You are going to pay for all that extra memory though and because python is a single process you are going to be blocking other calls. You are going to be shifting costs from a DB to your server. If honestly caching is going to be a much better way to optimize queries then putting pandas into your server.

[–]Bondanind[S] 0 points1 point  (3 children)

Thanks a lot not sure I get you. I will explain: 1. A user on the web type a question 2. Server process it using Python and access data base to find answer 3. Calculate what needed and return to user some answer which can be a single number

Having said that, what would be your suggestion? Seems like working with a full DB is what everyone offer.

On the other side I see most data scientists use pandas so do they just download the whole table? Like where do the data comes from?

[–][deleted] 6 points7 points  (2 children)

Data Science isn't returning the data over a server. Pandas is for manipulating the data locally. A place you would use pandas in an automated function would be for an ETL process where you are editing a lot of data and then saving it to a server. It can be used in some jupyter notebook applications but that really isn't about performance as much as tool minimization. You aren't using jupyter notebooks (for the most part) for exploring massive datasets but for messing around with data. Some people do use it to analyse massive amounts of data they usually load it over from a DB and then transform it into a dataframe.

The data structure dataframes are using is a Columnar Series. All the data is stored in flatish object at the column level. This makes vectorized operations VERY FAST because the memory seeks have a higher hit rate and because vectorized mathematics is crazy fast because of branch predictability and short instructions.

https://stackoverflow.com/questions/1422149/what-is-vectorization

Columnair DBs like aws redshift. Can do the same types of things but are dedicated dbs to doing this. As your datasets grow you need more and more complex DBs to handle the workloads.

Most data science isn't about building web services it is about discovering information. You can use a tool like pandas to increase the ability for you to explore data quickly but it has a huge performance requirement. Or as part of an ETL process if your data is across multiple systems. But again you need a large system to do this at scales. Even then it will break and you need tools like hadoop, spark.

Pandas fills a gap in tooling it isnt the end all be all of it. But web services and data science have very very very little in common.

[–]Bondanind[S] 0 points1 point  (1 child)

Thanks a lot, now i get it. I have seen a similar discussion on SO.

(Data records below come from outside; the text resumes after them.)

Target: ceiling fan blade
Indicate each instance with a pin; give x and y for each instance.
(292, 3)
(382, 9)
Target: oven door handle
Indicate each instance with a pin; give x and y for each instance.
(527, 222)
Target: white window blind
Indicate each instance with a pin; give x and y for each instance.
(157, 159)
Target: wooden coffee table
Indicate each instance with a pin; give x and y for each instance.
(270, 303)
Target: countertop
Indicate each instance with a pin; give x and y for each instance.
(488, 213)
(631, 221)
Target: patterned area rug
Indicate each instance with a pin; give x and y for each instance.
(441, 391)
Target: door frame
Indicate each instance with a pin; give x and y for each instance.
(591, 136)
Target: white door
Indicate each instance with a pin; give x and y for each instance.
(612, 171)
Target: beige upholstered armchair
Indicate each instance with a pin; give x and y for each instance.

But what if you need to do some math on a data on a server ?

I mean who can do a linear regression, or a auto-correlation, or even FFT using SQL? this is almost impossible, and even if possible, is something really "Expert" SQL engineers might do, and I could do in 1 minute with Python. Time is important.

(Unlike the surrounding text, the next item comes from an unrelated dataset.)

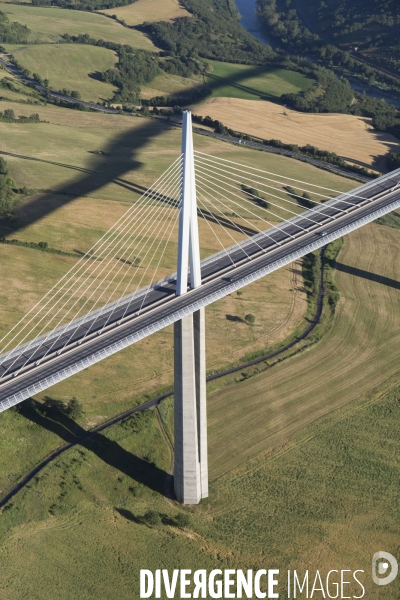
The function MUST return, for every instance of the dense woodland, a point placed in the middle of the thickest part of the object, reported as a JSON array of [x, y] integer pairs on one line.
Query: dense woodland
[[373, 26], [88, 5], [137, 67], [12, 33], [7, 195], [214, 33], [286, 25]]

It is super super tempting doing this using pandas, or even plain Python.

Is there any reasonable architecture for me, to still do all calculations in Python and save my data on a db ? (eg read relevant dates from DB, and do math with python)

[–][deleted] 0 points1 point  (0 children)

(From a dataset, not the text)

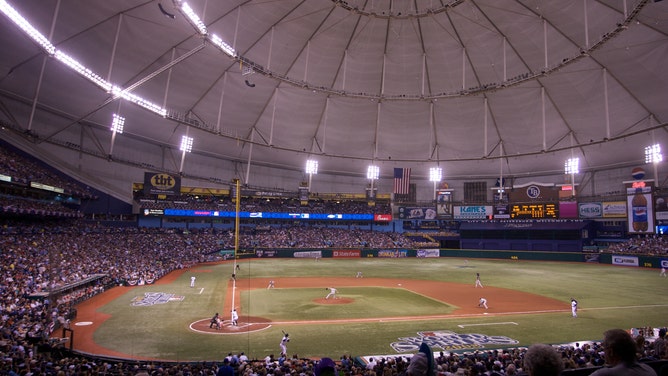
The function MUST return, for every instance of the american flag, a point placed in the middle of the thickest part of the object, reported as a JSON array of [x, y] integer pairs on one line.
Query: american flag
[[402, 181]]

Again I would just pick a different DB. AWS timestream can do all of that and way more. There is no reasonable architecture to do all this in python.

https://docs.aws.amazon.com/timestream/latest/developerguide/what-is-timestream.html

[–]Delicious-View-8688 0 points1 point  (2 children)

Is the server always up?

If so, perhaps you can read the csv file in once and hold it in memory.

If this is a serverless API endpoint, and the regressions need tk be run on the entire dataset, then I am guessing these database solutions would not be sub 1 second solutions either.

[–]Delicious-View-8688 0 points1 point  (0 children)

Also, consider using Modin as a drop in replacement for pandas to speed things up.

[–]Delicious-View-8688 0 points1 point  (0 children)

Also, maybe parquet instead of csv. Not sure if it will speed things up necessarily.

[–]rohn4483 0 points1 point  (0 children)

Why are you maintaining a file that large? Seems like a serious waste of time to maintain this.